If Walgreens and CVS can sell food, Dollar General can sell HBA and consumer friendly healthcare.

Carol Spieckerman
BrainTrust

Never underestimate Dollar General. The king of dollar stores has methodically spread its wings over the years even as it has flown under the radar. Dollar General continues to kill with convenience by running contrary to industry norms (tens of thousands of brick-and-mortar locations). It’s only logical that Dollar General would leverage its locations to bring healthcare products and services to its otherwise underserved customers.
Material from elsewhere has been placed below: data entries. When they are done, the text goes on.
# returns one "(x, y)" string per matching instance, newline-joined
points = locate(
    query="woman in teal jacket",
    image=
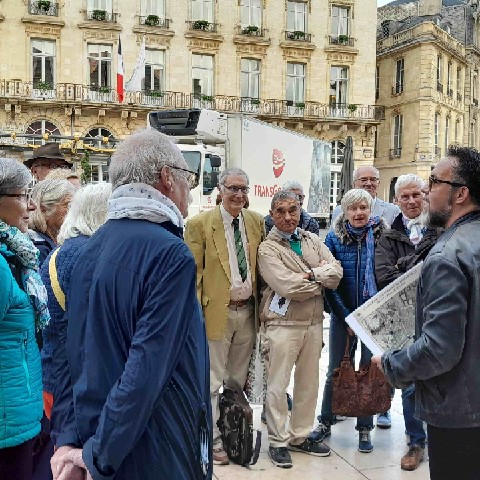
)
(23, 310)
I’ll say it again, business model diversification is the growth driver of retail’s future. Health and wellness is emerging as a top vehicle.

storewanderer
Guest
28 days 2 hours ago

The other industry norm they defy is on store standards. Their stores are, frankly, usually a mess. Shelves are not stocked, freight all over, only one or two employees on duty at a time. Dollar General serves a need and is an effective merchandising organization, but a lot of corners are cut in the process. You can get away with that when you are the only choice.